Matei Zaharia, Benjamin Hindman, Andy Konwinski, Ali Ghodsi, Anthony D. Joseph, Randy Katz, Scott Shenker, Ion Stoica, “The Datacenter Needs an Operating System,” USENIX HotCloud, (June, 2011). [PDF]
Summary
In recent years, many have pondered whether the datacenter is the new computer. This paper answers that question somewhat positively and goes one step forward by proposing operating system (OS) primitives for this new computer. Essentially, the authors want to have a common software layer to manage resources and to provide shared services for the datacenter as a whole.

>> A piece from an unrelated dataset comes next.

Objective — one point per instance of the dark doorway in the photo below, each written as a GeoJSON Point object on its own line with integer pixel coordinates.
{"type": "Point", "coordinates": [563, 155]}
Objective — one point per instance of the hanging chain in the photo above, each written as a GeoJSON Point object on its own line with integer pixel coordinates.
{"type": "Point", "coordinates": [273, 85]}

They expect four key primitives from this OS-like abstraction:
- Resource sharing across diverse applications (e.g., MapReduce, Dryad, GFS, Hadoop) and users.
- Data sharing between programs written by these users.
- Programming abstractions to address the datacenter as a whole.
- Debugging facilities throughout the software stack across the datacenter.
To this end, the authors survey a collection of existing work (many from the AMPLab) that partly address problems across all four dimensions. They put forth a vision for an OS that will allow users to build Hadoop-like systems in a week, share data and the datacenter resourcers across different programming models and users, and debug such new systems as a whole instead of logging into individual machines.
Critique
This paper makes a valid point that there is a need for ‘some’ software layer to manage and schedule resources in a datacenter. It is, however, not clear whether that software layer is an OS in the traditional sense. Specially, it is hard to tell whether such an OS should include programming abstractions and debuggers, or they should come as bundled software with it.
In general, this is a good paper to generate discussions in the community and to mine citations, which it will, but I think there is a need for a lot more back-and-forth discussions to flesh out what is expected of such an OS, what are the bare minimums to be expected to call it an OS, what will the hardware/software layers look like, and how they will interact.